Schooling prepares us to be potential employees. It gives us job, which keeps us in poverty; hence JOB is an acronym for Just Over Broke (Kiyosaki, 2012). This may sound ridiculous, but the gospel truth is that one can’t be rich by working for money, that is, depending entirely on one’s job and receiving pittance as wage or salary. Thus, the school system was created by Horace Mann to create potential employees not employers.

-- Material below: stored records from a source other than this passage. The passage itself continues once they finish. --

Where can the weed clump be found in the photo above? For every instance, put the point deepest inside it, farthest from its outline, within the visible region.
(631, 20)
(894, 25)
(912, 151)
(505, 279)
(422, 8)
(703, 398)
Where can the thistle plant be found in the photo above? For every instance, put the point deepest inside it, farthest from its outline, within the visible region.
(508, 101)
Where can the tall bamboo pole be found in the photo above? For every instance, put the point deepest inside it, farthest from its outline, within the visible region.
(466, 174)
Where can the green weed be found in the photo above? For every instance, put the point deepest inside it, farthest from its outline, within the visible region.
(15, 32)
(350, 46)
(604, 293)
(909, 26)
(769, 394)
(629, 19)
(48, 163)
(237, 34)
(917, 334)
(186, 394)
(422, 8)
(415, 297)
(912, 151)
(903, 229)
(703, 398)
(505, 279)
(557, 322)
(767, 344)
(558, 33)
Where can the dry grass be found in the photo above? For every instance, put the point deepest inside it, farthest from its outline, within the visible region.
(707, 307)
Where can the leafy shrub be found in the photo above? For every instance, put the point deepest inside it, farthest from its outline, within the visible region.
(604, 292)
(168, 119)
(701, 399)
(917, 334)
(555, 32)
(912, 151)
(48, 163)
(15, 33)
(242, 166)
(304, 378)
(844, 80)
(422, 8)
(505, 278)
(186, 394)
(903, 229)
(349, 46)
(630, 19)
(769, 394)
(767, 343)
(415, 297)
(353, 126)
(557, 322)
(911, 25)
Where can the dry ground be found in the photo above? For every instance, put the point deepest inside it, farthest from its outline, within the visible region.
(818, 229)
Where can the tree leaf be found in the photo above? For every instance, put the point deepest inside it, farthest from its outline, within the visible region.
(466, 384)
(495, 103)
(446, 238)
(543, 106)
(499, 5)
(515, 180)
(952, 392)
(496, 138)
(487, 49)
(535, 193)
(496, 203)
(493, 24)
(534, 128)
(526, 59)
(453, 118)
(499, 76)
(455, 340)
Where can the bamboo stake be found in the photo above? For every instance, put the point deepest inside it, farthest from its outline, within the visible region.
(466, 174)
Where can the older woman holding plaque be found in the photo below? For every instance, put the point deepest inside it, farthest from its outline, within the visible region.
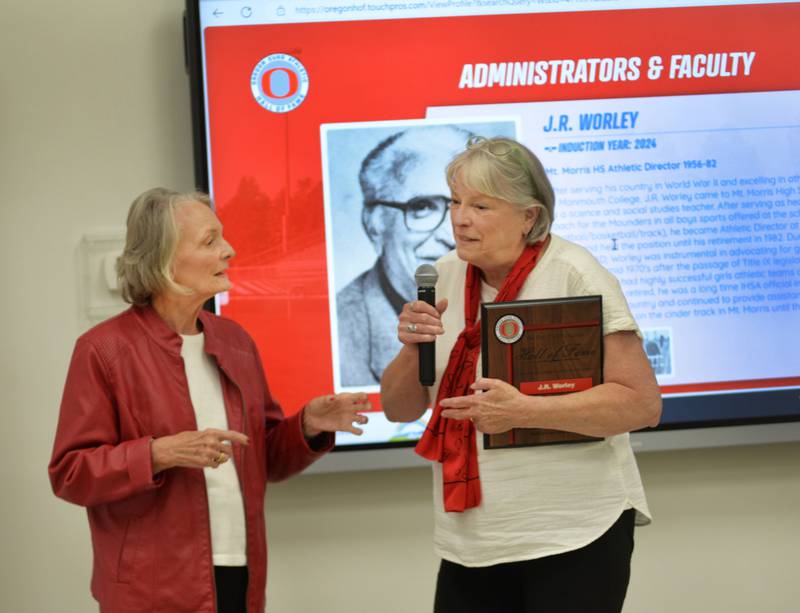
(168, 433)
(546, 528)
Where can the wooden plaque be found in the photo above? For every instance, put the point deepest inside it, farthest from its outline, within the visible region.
(552, 346)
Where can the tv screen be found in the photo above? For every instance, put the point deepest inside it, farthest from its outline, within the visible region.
(670, 131)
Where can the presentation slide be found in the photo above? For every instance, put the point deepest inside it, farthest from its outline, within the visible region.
(693, 202)
(675, 158)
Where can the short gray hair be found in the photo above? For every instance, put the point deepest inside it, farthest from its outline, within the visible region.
(144, 269)
(505, 169)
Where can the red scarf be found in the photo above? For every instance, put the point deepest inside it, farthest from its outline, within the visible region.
(452, 441)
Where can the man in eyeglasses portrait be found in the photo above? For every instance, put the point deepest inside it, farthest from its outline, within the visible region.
(405, 216)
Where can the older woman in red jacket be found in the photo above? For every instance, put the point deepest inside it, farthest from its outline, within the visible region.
(168, 433)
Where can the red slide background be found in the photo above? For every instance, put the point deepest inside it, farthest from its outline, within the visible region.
(266, 167)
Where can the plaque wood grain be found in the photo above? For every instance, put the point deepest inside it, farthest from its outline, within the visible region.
(559, 350)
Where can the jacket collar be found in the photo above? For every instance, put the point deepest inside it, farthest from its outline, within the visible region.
(170, 340)
(157, 329)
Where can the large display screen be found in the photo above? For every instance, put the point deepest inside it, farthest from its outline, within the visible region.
(670, 131)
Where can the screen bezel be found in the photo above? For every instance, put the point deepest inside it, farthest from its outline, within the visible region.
(697, 404)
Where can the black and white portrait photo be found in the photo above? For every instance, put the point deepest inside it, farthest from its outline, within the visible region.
(386, 201)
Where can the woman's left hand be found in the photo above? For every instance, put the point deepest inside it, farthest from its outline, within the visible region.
(492, 410)
(336, 412)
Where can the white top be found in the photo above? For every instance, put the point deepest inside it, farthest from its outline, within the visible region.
(538, 501)
(225, 504)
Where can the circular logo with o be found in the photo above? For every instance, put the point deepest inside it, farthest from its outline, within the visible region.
(279, 83)
(508, 329)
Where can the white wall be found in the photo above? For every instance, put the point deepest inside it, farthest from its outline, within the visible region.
(93, 109)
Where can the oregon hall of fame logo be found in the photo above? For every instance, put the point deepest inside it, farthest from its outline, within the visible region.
(508, 329)
(279, 83)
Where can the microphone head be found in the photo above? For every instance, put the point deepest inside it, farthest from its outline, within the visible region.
(426, 276)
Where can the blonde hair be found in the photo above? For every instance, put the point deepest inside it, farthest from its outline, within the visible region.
(144, 268)
(505, 169)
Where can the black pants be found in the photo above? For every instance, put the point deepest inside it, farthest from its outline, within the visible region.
(592, 579)
(231, 584)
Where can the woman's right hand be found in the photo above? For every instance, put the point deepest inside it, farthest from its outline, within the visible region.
(419, 322)
(194, 449)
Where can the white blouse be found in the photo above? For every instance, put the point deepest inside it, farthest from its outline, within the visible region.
(225, 503)
(538, 501)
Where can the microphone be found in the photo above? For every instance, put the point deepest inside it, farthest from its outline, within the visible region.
(426, 277)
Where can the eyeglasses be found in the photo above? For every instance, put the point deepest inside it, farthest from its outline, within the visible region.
(421, 214)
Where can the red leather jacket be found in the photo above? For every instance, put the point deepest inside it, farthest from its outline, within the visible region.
(151, 537)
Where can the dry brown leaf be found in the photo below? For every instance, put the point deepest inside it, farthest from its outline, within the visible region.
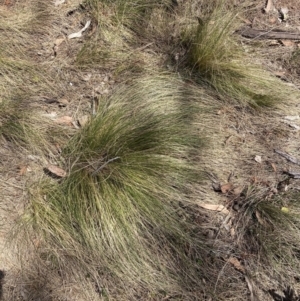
(226, 187)
(59, 41)
(259, 218)
(213, 207)
(64, 120)
(279, 74)
(274, 167)
(288, 43)
(232, 232)
(83, 120)
(273, 20)
(22, 170)
(269, 6)
(237, 264)
(250, 286)
(258, 159)
(57, 171)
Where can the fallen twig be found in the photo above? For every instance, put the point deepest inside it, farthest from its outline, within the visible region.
(103, 165)
(293, 174)
(287, 156)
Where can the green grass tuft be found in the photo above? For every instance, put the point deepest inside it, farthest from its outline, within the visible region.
(116, 211)
(217, 60)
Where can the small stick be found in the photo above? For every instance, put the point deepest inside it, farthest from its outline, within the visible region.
(103, 165)
(287, 156)
(294, 174)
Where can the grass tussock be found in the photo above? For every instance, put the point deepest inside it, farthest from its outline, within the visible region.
(216, 59)
(269, 229)
(115, 214)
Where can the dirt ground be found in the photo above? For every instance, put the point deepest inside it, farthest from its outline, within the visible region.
(241, 151)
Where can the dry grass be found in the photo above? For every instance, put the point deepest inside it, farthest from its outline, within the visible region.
(116, 210)
(122, 224)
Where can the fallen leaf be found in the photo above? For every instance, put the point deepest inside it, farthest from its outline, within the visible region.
(274, 167)
(269, 6)
(22, 170)
(50, 115)
(232, 232)
(59, 41)
(64, 120)
(86, 77)
(292, 118)
(238, 190)
(288, 43)
(294, 126)
(83, 120)
(272, 20)
(284, 13)
(79, 33)
(57, 171)
(237, 264)
(279, 74)
(259, 218)
(59, 2)
(226, 187)
(258, 159)
(63, 102)
(75, 124)
(250, 286)
(213, 207)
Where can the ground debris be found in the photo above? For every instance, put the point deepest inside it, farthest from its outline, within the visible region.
(287, 156)
(289, 295)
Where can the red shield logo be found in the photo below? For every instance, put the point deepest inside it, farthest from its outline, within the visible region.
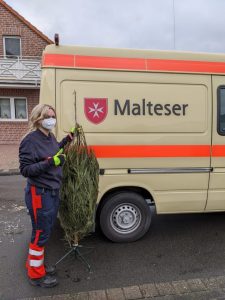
(96, 109)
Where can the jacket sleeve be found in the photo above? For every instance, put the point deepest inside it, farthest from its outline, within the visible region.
(28, 166)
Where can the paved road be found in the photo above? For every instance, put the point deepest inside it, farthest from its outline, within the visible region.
(177, 247)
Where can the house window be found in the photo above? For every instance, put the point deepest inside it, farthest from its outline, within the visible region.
(12, 46)
(13, 109)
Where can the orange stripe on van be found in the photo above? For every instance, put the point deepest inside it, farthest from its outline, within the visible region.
(110, 63)
(141, 151)
(218, 150)
(141, 64)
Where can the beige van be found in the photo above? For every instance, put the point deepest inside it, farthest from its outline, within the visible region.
(156, 121)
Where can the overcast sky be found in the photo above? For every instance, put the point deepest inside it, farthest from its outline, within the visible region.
(189, 25)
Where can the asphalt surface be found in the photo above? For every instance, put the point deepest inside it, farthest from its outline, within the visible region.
(177, 247)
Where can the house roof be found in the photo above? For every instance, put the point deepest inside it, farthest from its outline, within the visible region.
(22, 19)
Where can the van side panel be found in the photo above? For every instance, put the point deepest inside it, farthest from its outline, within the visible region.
(216, 197)
(148, 130)
(47, 92)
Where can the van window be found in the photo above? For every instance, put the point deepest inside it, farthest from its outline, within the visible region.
(221, 111)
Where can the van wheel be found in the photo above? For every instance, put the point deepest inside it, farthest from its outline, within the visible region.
(125, 217)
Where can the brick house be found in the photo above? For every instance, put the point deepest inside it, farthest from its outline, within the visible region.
(21, 46)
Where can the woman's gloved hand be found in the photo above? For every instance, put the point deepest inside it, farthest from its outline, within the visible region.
(58, 159)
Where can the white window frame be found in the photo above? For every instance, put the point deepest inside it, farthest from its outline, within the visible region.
(13, 37)
(12, 110)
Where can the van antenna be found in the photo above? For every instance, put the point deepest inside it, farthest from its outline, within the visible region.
(75, 106)
(56, 39)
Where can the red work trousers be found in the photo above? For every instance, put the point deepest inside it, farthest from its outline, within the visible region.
(43, 207)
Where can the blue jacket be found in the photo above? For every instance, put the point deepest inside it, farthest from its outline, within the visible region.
(34, 150)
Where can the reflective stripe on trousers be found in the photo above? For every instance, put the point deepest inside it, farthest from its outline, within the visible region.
(43, 207)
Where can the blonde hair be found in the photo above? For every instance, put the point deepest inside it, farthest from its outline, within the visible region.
(39, 112)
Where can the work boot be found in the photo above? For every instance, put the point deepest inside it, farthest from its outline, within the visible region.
(46, 281)
(50, 270)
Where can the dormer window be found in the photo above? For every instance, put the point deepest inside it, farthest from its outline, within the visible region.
(12, 46)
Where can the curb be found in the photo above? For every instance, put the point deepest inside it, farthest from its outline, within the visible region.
(198, 288)
(8, 172)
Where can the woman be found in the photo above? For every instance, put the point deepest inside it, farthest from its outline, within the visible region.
(41, 159)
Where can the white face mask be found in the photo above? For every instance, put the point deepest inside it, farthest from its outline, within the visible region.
(48, 123)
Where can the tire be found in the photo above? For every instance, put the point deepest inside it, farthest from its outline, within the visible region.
(125, 217)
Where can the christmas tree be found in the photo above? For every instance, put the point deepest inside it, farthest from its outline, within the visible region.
(79, 189)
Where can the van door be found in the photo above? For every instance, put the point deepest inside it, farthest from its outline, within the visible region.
(216, 195)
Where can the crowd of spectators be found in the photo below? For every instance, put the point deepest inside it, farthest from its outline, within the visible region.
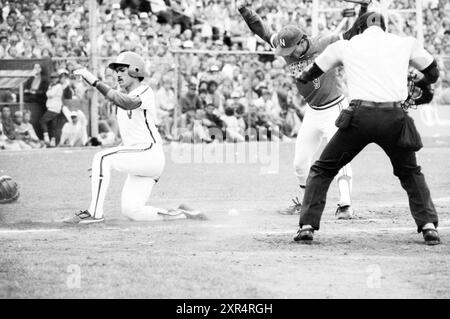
(216, 91)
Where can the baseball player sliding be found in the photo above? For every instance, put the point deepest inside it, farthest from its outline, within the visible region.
(323, 95)
(141, 156)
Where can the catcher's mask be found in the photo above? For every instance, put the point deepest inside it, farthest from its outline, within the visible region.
(134, 62)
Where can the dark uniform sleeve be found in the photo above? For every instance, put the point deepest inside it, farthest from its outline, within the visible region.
(257, 26)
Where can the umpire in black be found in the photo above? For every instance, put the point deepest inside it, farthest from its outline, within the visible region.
(376, 64)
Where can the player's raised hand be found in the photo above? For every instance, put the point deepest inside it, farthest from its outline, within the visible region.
(86, 75)
(243, 3)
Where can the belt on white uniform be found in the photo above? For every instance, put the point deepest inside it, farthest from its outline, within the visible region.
(329, 104)
(378, 105)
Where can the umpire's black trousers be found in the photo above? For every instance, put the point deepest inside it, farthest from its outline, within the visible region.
(369, 125)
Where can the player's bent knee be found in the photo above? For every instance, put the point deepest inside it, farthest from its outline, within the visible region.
(131, 212)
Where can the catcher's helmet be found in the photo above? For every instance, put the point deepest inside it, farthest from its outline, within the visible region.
(134, 62)
(9, 190)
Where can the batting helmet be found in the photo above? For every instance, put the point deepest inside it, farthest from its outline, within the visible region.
(9, 190)
(134, 62)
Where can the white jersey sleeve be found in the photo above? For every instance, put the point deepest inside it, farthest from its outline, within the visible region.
(332, 56)
(419, 58)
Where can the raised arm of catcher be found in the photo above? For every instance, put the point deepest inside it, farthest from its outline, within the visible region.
(120, 99)
(256, 24)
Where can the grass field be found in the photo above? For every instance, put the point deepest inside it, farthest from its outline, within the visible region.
(245, 253)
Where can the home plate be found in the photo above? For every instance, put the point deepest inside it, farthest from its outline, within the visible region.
(20, 231)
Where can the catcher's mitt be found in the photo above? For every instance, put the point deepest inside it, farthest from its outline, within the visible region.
(417, 94)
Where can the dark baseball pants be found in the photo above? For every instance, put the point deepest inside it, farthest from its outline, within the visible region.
(369, 125)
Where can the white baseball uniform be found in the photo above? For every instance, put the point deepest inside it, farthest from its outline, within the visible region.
(325, 101)
(141, 157)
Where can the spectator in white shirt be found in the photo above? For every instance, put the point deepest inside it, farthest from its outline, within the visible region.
(54, 106)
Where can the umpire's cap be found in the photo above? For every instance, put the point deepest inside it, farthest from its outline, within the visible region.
(134, 62)
(288, 39)
(370, 19)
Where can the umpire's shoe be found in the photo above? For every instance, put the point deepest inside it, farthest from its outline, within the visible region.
(83, 217)
(344, 212)
(431, 236)
(304, 234)
(294, 209)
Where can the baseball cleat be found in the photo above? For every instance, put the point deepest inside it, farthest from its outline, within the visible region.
(431, 237)
(189, 214)
(304, 234)
(293, 209)
(83, 217)
(344, 212)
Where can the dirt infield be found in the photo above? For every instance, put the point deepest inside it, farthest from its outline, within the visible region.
(247, 252)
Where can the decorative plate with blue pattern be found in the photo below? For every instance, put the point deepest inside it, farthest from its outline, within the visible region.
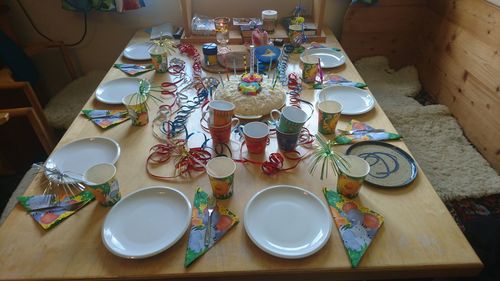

To substantiate this claim, one doesn’t need to look outside. For instance, in The Gambia, the richest people are not the ones with the highest academic qualifications. Evidently, most of the people who have attained the highest academic echelons are potential employees. Instead of creating high paid jobs, they find high paid jobs. Consequently, after they are pensioned, they returned to the rat race because most of them have made no investment in neither business nor in assets. Sadly, during their glorious days, they have spent more on liabilities mistaken for assets. To them, their savings would be enough to service their needs and the needs of their family without knowing that a penny spent in liabilities is a penny lost.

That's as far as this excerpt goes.